Third, Jephthah’s action may best be understood by recognizing that he was using ‘olah in a figurative sense. We use the term “sacrifice” in a similar fashion when we say, “I’ll sacrifice a few dollars for that charity.” Jephthah was offering to sacrifice a member of his extended household to permanent, religious service associated with the Tabernacle. The Bible indicates that such non-priestly service was available, particularly to women who chose to so dedicate themselves (e.g., Exodus 38:8). [Sadly, Eli’s sons were guilty of taking sexual liberties with them (1 Samuel 2:22).] Even in the first century, Anna must have been one woman who had dedicated herself to the Lord’s service, since she “did not depart from the temple” (Luke 2:37).

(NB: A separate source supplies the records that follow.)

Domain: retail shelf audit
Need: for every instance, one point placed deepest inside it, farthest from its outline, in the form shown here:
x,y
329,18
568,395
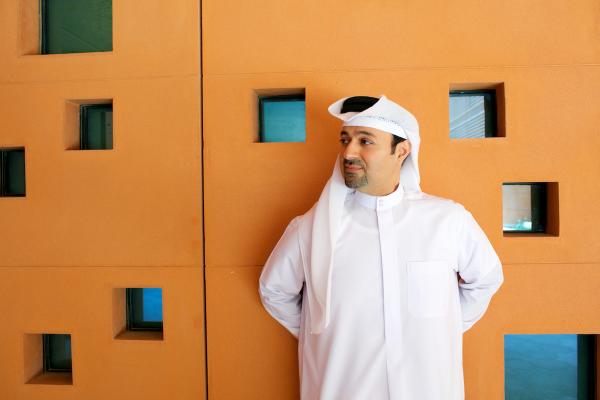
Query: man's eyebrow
x,y
342,133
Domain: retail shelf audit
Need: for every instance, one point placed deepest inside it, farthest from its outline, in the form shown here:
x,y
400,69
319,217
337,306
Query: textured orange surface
x,y
96,221
546,54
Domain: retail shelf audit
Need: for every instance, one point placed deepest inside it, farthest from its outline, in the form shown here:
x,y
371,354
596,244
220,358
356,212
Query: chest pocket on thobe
x,y
428,288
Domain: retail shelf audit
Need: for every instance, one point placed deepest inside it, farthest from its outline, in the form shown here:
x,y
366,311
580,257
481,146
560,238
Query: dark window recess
x,y
12,172
473,114
524,207
96,127
57,353
76,26
144,309
282,118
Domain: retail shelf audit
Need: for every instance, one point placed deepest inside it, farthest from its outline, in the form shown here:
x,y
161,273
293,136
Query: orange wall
x,y
93,221
69,243
545,53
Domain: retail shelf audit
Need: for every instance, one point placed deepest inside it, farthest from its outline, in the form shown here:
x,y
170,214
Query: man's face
x,y
367,161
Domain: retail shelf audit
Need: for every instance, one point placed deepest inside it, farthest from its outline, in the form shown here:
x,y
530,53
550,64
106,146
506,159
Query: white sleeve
x,y
282,278
480,270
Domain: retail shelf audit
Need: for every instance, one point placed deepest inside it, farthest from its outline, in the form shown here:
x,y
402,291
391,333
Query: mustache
x,y
348,163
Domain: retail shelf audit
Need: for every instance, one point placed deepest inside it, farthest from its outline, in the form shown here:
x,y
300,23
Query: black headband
x,y
358,103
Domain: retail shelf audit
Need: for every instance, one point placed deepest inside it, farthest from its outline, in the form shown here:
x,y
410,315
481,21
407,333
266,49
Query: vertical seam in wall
x,y
202,198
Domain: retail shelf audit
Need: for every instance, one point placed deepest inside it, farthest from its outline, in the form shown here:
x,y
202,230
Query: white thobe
x,y
398,310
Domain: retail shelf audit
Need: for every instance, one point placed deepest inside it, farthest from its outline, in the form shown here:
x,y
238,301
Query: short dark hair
x,y
395,141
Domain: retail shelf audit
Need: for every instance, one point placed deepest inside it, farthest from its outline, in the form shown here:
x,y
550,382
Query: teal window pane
x,y
12,172
282,119
144,309
96,127
472,114
152,304
524,207
76,26
543,367
57,353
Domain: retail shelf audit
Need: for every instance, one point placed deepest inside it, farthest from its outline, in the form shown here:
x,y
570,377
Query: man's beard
x,y
355,180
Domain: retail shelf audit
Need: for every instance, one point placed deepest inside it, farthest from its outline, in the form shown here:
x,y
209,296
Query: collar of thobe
x,y
380,202
327,213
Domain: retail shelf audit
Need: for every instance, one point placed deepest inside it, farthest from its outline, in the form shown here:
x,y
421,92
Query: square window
x,y
96,127
12,172
549,366
282,118
473,114
81,26
57,353
524,207
144,309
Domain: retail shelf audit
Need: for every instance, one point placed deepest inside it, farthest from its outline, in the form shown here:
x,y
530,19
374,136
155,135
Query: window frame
x,y
539,210
277,98
135,307
84,109
490,108
47,354
4,171
44,12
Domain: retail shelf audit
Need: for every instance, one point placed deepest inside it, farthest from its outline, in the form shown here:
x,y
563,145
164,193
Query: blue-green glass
x,y
547,367
76,26
57,352
524,207
15,173
152,304
472,114
144,309
96,127
283,120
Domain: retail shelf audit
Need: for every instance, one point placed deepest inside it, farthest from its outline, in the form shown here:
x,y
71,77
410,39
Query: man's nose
x,y
351,150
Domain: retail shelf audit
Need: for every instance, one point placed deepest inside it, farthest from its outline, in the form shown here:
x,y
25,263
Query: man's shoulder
x,y
428,200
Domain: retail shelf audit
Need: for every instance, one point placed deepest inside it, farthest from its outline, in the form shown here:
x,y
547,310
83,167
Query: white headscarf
x,y
386,116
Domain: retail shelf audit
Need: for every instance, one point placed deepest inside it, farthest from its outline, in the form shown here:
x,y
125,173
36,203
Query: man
x,y
379,280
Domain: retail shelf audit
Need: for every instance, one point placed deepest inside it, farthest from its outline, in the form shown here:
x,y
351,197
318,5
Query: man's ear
x,y
404,148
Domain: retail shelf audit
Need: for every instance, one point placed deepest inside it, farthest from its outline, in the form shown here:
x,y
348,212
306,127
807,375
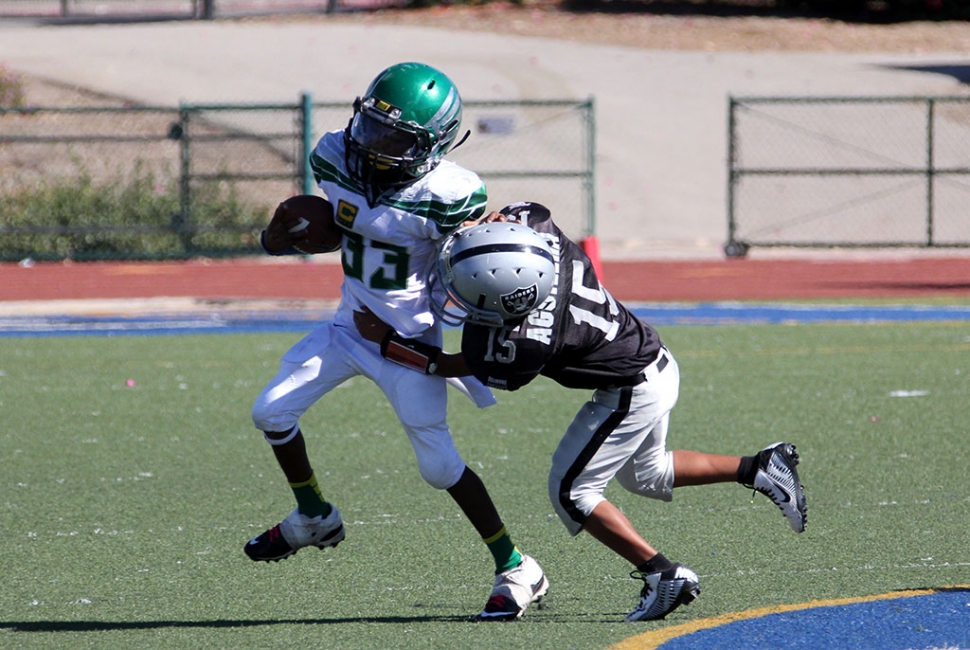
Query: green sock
x,y
309,500
504,551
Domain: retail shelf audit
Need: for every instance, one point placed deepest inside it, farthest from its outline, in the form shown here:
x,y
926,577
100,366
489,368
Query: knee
x,y
267,417
572,505
653,482
441,475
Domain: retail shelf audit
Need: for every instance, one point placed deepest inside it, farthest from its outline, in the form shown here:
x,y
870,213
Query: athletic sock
x,y
309,500
503,550
747,470
657,564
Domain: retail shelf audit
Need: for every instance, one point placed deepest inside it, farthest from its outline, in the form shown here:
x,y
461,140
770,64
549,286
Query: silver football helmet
x,y
491,274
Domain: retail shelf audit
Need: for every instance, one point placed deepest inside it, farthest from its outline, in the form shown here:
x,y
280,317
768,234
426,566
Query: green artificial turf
x,y
131,476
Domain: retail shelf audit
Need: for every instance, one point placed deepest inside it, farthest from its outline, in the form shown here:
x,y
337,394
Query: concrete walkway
x,y
661,116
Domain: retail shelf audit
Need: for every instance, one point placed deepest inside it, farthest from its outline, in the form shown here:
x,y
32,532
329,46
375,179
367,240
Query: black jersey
x,y
579,336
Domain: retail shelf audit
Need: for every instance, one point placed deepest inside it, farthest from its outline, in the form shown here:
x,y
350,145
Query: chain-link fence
x,y
81,11
848,172
129,182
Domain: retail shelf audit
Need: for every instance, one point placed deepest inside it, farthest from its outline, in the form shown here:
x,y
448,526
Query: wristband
x,y
410,353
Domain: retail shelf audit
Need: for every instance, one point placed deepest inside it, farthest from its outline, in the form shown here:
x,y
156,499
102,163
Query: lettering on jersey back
x,y
543,320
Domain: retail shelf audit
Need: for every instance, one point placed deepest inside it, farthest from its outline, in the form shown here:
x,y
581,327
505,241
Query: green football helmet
x,y
402,127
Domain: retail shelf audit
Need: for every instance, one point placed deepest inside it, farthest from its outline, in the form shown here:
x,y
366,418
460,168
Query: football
x,y
313,214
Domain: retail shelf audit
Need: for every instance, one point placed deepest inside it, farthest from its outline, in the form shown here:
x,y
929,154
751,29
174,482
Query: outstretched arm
x,y
418,356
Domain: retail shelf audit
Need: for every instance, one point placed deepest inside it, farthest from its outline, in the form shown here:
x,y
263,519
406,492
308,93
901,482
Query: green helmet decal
x,y
402,127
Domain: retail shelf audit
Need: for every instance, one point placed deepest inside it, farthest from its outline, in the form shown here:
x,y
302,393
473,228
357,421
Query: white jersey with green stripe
x,y
388,247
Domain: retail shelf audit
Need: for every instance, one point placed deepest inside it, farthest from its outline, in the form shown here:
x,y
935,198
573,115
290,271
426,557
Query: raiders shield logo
x,y
521,301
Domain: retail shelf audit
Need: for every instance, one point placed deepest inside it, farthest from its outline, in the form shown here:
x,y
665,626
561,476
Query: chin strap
x,y
462,141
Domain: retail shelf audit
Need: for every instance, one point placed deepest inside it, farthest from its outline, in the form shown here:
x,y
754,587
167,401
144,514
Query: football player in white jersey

Several contextual indicators support this conclusion. First, the two-month period of mourning that Jephthah granted to his daughter was not for the purpose of grieving over her impending loss of life, but over the fact that she would never be able to marry. She bewailed her virginity (bethulim)—not her death (11:37). Second, the text goes out of its way to state that Jephthah had no other children: “[S]he was his only child. Besides her he had neither son nor daughter” (11:34). For his daughter to be consigned to perpetual celibacy meant the extinction of Jephthah’s family line—an extremely serious and tragic matter to an Israelite (cf. Numbers 27:1-11; 36:1ff.). Third, the sacrifice is treated as unfortunate—again, not because of any concern over her death, but because she would not become a mother. After stating that Jephthah “did with her according to his vow which he had vowed,” the inspired writer immediately adds, “and knew no man” (11:39). This statement would be a completely superfluous and callous remark if she had been put to death. Fourth, the declaration of Jephthah’s own sorrow (11:35) follows immediately after we are informed that he had no other children (11:34). Jephthah was not upset because his daughter would die a virgin. He was upset because she would live and remain a virgin.
Hannah made a similar sacrifice when she turned her son over to the priestly direction of Eli for the rest of his life (1 Samuel 1:11). How many are willing to make such sacrifices? Actually, however, these tremendous acts of devotion were no greater than that which God requires of all Christians: to offer ourselves as spiritual burnt-offerings in service to God (Romans 12:1).